Orthopade. 2007 Oct;36(10):928-32, 934. doi: 10.1007/s00132-007-1144-x.
The use of the dorsal approach to the hip joint for insertion of an endoprosthesis is associated with a dislocation rate of 1-7%, which is higher than comparable operations using an anterolateral approach. In recent years an enhanced dorsal capsular reconstruction technique has been recommended with increasing frequency. This has reduced the likelihood of dislocation to 0-3%. Controlled studies comparing the dorsal approaches with and without soft tissue reconstruction have documented significantly better results after soft tissue reconstruction, with a probability of 0-3% for dislocation. In order to understand the dorsal instability of the hip joint following implantation of an endoprosthesis, we describe the pathophysiology and the possible reasons for dislocation. Many factors, such as cup position, length of the neck of the femoral implant, diameter of the implant head, the condition of the dorsal soft tissues and the patient's general condition, influence the outcome of the operation and the frequency of dislocation. Possible ways for preventing posterior dislocation are described with reference to both surgical technique and patient selection. The current range of surgical treatment options for recurrent dislocation are presented: modular cups, dual-head cups, constrained cups, high offset femoral neck and soft tissue interventions.
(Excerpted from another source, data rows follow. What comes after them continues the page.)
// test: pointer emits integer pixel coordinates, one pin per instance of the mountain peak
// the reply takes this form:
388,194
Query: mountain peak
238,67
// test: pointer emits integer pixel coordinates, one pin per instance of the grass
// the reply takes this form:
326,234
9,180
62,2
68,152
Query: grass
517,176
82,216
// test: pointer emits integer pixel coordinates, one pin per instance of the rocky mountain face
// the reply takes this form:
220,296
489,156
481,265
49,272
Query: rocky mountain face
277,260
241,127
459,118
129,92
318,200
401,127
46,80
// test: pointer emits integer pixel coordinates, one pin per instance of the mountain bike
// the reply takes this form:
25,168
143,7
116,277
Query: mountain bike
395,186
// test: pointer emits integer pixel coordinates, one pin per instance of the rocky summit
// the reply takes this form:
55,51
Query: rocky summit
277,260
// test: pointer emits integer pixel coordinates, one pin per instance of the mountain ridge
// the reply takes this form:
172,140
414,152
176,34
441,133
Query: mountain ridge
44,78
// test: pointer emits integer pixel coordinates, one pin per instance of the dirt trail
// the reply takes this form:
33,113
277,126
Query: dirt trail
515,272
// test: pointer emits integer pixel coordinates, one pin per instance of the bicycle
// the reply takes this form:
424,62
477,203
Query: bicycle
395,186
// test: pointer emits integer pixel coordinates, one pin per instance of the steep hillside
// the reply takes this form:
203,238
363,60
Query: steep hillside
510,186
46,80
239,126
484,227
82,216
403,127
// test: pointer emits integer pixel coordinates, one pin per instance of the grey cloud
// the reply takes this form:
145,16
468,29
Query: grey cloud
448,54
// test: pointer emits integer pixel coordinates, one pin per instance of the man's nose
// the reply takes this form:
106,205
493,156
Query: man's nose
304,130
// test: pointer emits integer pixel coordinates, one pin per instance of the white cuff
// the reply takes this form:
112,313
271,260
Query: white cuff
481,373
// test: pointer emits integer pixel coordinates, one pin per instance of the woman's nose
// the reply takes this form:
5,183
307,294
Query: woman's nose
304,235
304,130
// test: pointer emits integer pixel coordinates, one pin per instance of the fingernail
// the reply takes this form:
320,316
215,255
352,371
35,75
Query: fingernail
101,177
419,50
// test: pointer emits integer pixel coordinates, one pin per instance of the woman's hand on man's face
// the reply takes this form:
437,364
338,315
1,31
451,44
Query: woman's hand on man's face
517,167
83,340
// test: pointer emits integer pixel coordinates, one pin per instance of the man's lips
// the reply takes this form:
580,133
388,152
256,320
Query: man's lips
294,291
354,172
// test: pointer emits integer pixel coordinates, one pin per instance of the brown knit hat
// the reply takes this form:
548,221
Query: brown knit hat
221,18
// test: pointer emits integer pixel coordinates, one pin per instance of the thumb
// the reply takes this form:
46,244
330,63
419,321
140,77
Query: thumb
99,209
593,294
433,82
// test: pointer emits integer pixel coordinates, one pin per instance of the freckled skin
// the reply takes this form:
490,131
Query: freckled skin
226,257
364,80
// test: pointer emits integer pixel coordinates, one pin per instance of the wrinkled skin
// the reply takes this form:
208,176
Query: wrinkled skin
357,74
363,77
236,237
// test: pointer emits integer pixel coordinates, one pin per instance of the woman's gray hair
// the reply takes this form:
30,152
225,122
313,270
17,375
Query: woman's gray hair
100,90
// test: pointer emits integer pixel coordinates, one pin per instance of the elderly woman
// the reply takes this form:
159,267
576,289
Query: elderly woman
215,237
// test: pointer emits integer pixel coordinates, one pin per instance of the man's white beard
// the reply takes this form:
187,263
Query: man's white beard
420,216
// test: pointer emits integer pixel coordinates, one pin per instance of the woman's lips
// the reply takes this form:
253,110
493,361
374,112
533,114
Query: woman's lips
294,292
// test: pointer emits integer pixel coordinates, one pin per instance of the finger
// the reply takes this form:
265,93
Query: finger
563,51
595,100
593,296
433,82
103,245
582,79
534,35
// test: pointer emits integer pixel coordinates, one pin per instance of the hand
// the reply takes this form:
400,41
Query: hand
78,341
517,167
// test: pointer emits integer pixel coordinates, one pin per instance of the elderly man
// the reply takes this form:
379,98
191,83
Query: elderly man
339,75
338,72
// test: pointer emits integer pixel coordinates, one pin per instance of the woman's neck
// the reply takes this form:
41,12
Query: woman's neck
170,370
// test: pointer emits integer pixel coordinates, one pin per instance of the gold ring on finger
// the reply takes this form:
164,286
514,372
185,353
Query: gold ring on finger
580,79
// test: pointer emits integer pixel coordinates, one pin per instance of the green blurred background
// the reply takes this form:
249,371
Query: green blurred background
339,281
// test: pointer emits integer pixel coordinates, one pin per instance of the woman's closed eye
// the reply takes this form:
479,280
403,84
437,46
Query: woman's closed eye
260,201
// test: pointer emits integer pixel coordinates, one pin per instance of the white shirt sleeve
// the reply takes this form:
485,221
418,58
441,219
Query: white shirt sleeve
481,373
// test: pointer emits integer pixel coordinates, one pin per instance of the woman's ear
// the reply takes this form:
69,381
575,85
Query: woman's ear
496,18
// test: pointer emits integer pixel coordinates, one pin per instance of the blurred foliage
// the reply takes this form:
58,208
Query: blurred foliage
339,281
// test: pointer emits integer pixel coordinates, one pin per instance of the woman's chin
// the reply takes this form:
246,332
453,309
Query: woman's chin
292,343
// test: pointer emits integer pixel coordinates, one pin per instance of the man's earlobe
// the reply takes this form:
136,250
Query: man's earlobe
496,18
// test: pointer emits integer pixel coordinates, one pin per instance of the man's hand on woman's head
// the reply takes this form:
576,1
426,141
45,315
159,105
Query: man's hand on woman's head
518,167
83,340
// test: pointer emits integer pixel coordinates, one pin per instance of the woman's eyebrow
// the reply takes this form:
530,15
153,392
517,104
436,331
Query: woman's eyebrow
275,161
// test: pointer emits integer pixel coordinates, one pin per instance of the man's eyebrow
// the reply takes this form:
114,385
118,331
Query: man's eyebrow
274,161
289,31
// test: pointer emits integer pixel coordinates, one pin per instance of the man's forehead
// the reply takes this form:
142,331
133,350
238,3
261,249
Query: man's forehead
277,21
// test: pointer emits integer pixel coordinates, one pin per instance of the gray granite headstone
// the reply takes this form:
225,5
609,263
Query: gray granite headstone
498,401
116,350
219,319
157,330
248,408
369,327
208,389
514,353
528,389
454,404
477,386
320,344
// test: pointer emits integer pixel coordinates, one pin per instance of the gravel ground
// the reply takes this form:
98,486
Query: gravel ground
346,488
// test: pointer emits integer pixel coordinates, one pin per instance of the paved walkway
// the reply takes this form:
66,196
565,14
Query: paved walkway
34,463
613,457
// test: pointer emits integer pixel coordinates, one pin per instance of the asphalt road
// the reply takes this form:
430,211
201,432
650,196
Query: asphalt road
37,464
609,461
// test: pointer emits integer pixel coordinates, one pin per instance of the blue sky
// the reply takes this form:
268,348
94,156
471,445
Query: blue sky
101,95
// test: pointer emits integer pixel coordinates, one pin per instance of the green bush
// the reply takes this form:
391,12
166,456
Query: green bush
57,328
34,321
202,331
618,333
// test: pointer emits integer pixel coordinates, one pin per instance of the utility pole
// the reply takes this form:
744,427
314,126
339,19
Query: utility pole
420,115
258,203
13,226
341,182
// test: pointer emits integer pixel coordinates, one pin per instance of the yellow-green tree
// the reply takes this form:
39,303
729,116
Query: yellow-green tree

采用髋关节后路入路植入假体时,脱位率为1%-7%,高于采用前外侧入路的类似手术。近年来,一种改良的背侧关节囊重建技术的推荐频率越来越高。这已将脱位可能性降低至0%-3%。比较有无软组织重建的后路入路的对照研究表明,软组织重建后效果明显更好,脱位概率为0%-3%。为了解假体植入后髋关节的后方不稳定情况,我们描述了其病理生理学及脱位的可能原因。许多因素,如髋臼位置、股骨假体颈部长度、假体头直径、背侧软组织状况及患者一般状况,都会影响手术结果和脱位频率。本文参考手术技术和患者选择描述了预防后方脱位的可能方法。还介绍了复发性脱位目前的手术治疗选择范围:组合式髋臼杯、双头髋臼杯、限制性髋臼杯、高偏移股骨颈及软组织干预措施。